O vôo da turma em suas BMX no pôr-do-sol é a realização do sonho supremo da infância. O antes desacreditado Elliott agora faz parte da turma. E.T. também está voltando pra sua turma, a nave está esperando na mata. Temos a comovente cena da despedida, aquela pá de cal pra acabar com o resto de lenços que você ainda tem. “Seja boa”, E.T. diz pra Gertie. “Eu estarei bem aqui”, ele diz com o dedo na testa de Elliott, dando o recado de que jamais vai sair da memória dele e de todas as crianças que estão assistindo. Ele tinha razão. Ninguém esquece o E.T.

Com exceção dos novos efeitos destoantes, a revisão de “E.T.” não decepciona entre outros motivos pela qualidade estética e pela direção de arte atemporal. O que significa que ele não tem cara de anos 80, como muitos outros exemplares da década. Um filme que marcou época, que estabeleceu uma série de ícones eternos e espantosamente nunca teve uma sequência. Entre os produtos relacionados, indico a sensacional paródia do Robot Chicken que mostra o nosso querido personagem voltando pra casa e revelando-se um moleque “mentalmente limitado”, incapaz de pronunciar muitas palavras e que só acende um dedo, enquanto os colegas acendem todos. Do lado do reconhecimento, recentemente o cineasta Richard Attenborough (o milionário de “Jurassic Park”) disse que “E.T.” é muito melhor do que o seu “Gandhi”, filme que ganhou todos os Oscars importantes daquele ano e deixou Spielberg chupando o dedo na cerimônia, cheio de troféus técnicos. Desnecessário mencionar mais uma trilha sonora antológica de John Williams, que estava naquela fase de criar uma obra-prima por ano desde “Tubarão”, de 1975. O que seria daquele vôo na lua cheia sem sua música?

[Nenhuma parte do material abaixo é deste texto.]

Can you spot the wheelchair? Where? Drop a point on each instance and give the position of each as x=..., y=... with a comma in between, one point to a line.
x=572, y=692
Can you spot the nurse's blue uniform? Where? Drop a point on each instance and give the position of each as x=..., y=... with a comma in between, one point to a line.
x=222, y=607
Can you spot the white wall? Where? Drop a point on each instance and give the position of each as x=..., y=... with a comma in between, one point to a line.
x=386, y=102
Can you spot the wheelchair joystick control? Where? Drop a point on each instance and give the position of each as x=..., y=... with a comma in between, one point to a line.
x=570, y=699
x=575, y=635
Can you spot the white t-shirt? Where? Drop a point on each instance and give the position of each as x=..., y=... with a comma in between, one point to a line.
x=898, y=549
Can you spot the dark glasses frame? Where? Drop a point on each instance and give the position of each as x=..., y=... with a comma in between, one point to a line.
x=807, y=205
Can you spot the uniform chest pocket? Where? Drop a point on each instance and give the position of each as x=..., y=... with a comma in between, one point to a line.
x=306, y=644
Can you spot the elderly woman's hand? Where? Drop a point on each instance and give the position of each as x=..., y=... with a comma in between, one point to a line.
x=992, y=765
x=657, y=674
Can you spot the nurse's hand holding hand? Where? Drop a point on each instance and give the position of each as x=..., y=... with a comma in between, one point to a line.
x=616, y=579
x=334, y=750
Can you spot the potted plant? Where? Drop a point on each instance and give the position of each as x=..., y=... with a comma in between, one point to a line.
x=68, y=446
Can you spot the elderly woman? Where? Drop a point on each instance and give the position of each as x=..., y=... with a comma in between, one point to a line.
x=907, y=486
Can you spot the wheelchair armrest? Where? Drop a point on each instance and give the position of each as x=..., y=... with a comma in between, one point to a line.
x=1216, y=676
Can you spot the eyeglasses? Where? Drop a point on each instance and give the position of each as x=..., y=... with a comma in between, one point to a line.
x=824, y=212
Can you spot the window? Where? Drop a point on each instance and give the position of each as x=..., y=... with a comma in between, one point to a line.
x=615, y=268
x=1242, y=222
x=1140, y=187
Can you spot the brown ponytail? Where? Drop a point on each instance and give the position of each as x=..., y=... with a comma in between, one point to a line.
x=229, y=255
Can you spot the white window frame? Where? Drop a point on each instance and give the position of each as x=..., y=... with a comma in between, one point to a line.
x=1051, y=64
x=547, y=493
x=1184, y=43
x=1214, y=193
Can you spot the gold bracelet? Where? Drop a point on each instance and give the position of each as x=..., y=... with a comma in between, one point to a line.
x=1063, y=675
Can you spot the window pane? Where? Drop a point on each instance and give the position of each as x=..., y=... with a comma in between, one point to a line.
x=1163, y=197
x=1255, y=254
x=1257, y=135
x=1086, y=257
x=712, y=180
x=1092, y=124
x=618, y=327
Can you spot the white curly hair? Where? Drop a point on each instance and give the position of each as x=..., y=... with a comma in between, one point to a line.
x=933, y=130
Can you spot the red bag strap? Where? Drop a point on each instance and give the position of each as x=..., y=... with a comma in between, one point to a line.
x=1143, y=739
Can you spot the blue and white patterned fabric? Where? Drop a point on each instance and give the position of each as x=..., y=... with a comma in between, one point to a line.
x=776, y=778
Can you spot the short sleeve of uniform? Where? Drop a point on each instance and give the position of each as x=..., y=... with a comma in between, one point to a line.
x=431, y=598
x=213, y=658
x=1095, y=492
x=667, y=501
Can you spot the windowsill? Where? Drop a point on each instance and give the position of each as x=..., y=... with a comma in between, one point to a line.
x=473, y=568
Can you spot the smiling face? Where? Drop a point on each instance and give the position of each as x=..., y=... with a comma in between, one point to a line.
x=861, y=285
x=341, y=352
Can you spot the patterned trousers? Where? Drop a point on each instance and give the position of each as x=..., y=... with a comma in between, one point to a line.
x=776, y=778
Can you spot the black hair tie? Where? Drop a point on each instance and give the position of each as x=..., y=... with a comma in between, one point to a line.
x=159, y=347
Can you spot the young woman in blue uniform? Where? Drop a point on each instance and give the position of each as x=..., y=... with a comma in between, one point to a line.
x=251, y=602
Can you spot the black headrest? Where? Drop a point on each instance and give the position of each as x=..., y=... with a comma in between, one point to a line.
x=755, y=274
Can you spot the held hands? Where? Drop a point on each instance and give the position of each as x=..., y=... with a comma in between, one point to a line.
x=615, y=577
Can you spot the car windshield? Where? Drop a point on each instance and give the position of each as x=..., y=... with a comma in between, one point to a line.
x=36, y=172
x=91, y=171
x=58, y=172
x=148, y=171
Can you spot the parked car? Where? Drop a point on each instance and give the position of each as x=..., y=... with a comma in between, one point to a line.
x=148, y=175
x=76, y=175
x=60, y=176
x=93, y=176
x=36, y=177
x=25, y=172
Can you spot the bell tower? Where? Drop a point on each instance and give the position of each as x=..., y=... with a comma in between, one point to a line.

Hoje ninguém mais dá bola para o "E.T.". Ninguém nem se lembra que ele já foi a maior bilheteria da história. Ninguém cogita um remake (graças a Deus) ou uma sequência tardia. É muito bom que de vez em quando apareça um J.J. Abrams, um Shyamalan ou um Bryan Singer prestando homenagens para reacender a chama. “E.T.” foi o filme que me fez gostar de cinema, onde tudo começou pra mim. Se tivesse sido outro, talvez eu nem estivesse aqui hoje escrevendo sobre filmes e por isso eu realmente me preocupo com o primeiro filme que uma criança vai ver no cinema — pais, caprichem! Agradeço ao Spielberg e à minha família por toda essa magia e por me permitir começar com o pé direito. Uma sessão de cinema pode ecoar pelo resto de uma vida.